As the Monitor noted a few years back in a column that drew more than the usual number of reader responses, there’s nothing worse than finding an error of fact in a nonfiction book. It makes the reader wonder whether finishing it is even worth the effort.
The Monitor looked at the following books, ranging from the silly to the more serious, when they were hot off the presses and garnering media attention in May 2005, and found errors aplenty.
Kissing Bill O’Reilly, Roasting Miss Piggy (St. Martin’s Press) is a slender volume of mini-essays by TV critic Ken Tucker. Thumbing through the book at a local bookstore, the Monitor chanced upon a reference to “the late Richard Moll,” the actor who played the towering, good-natured Bailiff Bull in the mid-1980’s hit sitcom “Night Court.” Richard Moll dead? How sad. The news came as a complete surprise, and with good reason. A Google search later that day confirmed that Moll is very much alive. (He’s also the son-in-law of Milton Berle, who happens to be genuinely dead.)

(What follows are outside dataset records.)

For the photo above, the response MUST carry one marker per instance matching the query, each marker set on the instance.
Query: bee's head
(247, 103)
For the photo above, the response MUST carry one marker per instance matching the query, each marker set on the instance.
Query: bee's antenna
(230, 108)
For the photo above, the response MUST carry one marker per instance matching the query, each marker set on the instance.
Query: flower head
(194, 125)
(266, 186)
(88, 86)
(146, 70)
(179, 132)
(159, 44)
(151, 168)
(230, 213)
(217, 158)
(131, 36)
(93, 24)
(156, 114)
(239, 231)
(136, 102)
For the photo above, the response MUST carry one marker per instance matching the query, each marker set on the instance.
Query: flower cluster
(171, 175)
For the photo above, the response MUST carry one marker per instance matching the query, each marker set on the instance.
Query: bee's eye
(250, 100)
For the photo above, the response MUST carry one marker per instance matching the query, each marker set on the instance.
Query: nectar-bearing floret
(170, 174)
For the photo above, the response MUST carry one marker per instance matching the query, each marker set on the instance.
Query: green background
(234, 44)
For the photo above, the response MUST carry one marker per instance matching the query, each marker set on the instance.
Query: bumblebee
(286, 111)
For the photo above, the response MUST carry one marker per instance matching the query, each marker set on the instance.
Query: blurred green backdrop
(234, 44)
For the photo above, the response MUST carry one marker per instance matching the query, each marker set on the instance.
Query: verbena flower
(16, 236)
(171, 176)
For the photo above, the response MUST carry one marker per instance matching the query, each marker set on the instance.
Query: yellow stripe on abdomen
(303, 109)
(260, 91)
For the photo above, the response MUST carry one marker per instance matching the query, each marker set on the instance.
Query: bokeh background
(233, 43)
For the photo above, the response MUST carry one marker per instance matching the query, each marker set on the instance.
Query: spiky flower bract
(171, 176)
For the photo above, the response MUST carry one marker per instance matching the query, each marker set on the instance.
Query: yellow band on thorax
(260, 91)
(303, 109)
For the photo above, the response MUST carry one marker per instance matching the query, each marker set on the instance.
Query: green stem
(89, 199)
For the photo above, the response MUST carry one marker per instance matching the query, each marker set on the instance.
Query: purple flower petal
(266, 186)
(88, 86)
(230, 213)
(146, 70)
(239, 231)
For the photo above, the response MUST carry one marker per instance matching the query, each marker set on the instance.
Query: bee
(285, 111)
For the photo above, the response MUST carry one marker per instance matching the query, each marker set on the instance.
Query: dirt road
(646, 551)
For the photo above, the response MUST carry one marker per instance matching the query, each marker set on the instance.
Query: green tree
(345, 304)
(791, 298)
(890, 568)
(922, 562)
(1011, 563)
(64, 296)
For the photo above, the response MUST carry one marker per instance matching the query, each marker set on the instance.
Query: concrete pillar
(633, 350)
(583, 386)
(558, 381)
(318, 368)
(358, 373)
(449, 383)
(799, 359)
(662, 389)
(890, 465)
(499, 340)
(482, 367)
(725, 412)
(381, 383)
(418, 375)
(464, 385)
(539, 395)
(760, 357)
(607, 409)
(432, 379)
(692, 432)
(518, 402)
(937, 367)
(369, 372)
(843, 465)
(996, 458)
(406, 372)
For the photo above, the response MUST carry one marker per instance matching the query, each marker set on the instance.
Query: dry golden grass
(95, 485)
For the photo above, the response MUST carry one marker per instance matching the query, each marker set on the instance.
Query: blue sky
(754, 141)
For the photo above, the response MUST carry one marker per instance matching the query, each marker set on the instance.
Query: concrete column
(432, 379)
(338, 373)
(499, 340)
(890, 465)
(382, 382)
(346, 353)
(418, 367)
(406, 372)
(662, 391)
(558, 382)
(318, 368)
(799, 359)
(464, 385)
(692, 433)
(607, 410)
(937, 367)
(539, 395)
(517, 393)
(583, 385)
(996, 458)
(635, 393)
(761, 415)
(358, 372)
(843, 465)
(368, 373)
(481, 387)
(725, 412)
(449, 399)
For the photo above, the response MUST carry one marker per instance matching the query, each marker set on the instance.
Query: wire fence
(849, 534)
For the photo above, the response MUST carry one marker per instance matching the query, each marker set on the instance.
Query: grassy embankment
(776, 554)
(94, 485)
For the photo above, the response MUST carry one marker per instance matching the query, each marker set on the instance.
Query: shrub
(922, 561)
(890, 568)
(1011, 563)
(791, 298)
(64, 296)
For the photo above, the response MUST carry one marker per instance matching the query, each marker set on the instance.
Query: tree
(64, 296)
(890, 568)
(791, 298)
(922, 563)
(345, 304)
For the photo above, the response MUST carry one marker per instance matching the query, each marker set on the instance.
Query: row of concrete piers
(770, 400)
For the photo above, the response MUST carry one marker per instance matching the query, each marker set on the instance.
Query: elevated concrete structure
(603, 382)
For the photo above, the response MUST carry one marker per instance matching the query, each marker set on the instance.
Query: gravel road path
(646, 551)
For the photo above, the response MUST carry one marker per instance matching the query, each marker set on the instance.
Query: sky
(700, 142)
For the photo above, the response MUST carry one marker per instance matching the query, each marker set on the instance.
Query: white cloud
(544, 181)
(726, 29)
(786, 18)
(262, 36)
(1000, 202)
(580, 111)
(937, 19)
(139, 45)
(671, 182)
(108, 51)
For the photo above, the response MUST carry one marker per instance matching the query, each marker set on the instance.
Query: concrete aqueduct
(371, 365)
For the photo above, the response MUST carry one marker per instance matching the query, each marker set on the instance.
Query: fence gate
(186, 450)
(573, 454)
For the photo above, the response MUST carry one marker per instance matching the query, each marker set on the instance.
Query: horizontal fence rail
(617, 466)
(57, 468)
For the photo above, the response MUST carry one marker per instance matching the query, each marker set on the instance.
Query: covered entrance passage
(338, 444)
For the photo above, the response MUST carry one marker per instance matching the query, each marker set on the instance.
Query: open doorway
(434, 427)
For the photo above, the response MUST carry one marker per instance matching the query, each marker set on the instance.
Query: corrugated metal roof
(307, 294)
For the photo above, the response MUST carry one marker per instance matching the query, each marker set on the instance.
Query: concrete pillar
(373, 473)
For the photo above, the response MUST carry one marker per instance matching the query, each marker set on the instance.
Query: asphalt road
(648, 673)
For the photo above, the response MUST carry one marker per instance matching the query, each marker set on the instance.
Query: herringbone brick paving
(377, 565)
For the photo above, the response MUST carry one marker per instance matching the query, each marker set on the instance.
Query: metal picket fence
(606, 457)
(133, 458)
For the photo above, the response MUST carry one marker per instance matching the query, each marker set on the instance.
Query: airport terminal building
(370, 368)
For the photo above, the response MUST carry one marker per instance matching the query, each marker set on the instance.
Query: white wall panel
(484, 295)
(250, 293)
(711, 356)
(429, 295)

Being an aficionado of old TV shows, the Monitor turned with some interest to Tucker’s chapter on the 1960’s “Batman” series. Talk about an error-filled mess. Tucker has the show premiering in 1964, when in fact it debuted in January 1966. He claims there were “no fewer than three incarnations of Catwoman (Julie Newmar, Lee Meriweather, and Eartha Kitt),” when in fact Meriwether (Tucker misspelled her name) only appeared in the feature-length theatrical release, never in the TV series. And he writes that the show “burned out through overexposure after a mere two seasons,” when in fact it lived on for a third season (1967-68) with the character of Batgirl added to the cast.
A more serious book is Jonathan Mahler’s Ladies and Gentlemen, the Bronx is Burning (Farrar, Straus and Giroux), an account of New York City in the eventful year of 1977 as seen through the prism of mayoral politics and the New York Yankees’ world championship season. Early on, Mahler describes Massachusetts Congressman Tip O’Neill as being “in his final weeks as Speaker of the House” in the fall of 1976. Actually O’Neill first began his tenure as Speaker of the House in 1977.
A Matter of Opinion (also published by Farrar, Straus and Giroux) is a memoir from Victor Navasky, publisher of the left-wing Nation magazine. Twice in the space of two pages he has the rival opinion journal National Review commencing operations in 1956, when in fact it was 1955. Navasky also relates an anecdote in which he has the journalist and Communist-turned-conservative Whittaker Chambers working as a contributing editor at National Review in 1963, when in fact Chambers died in 1961.
Finally, there’s David Harris’s The Crisis: The President, the Prophet, and the Shah – 1979 and the Coming of Militant Islam (Little, Brown).
Harris botches the identification of a television special on Senator Edward Kennedy that, due to its unflattering portrait of the Massachusetts senator and its airing on the evening of Nov. 4, 1979, coincidentally the very day mobs seized the U.S. Embassy in Tehran, quickly entered the annals of American political folklore. According to Harris the Kennedy fiasco was a segment on “60 Minutes,” when in fact it was an hour-long CBS News documentary that had nothing to do with “60 Minutes.”
But what really convinced the Monitor to forgo the Harris book was a quick read of the epilogue in which readers are brought up to date on the story’s central characters. In one howler, Harris writes that Warren Christopher (a deputy secretary in the Jimmy Carter State Department) “returned to Washington and served eight years as secretary of state” under Bill Clinton, which should come as news to Madeleine Albright, who served as secretary of state during Clinton’s second term.
Harris makes an equally bad mistake in tracking former senator and vice president Walter Mondale, whom he describes as having “returned briefly to the U.S. Senate in 2002 to fill out the few months remaining in the unexpired term of Minnesota senator Paul Wellstone, killed in a plane crash,” when in fact Mondale never returned to the Senate, even for a second – he was merely a candidate during the last week of the campaign, losing to Republican Norm Coleman. Gov. Jesse Ventura had appointed Dean Barkley, a close associate, to serve the remainder of Wellstone’s term.
The moral of the story? If you’re writing a report or an article or merely doing research for your own edification, never trust one source, however authoritative it may seem. Book publishers spend far less effort and expense on fact-checking than the average reader assumes.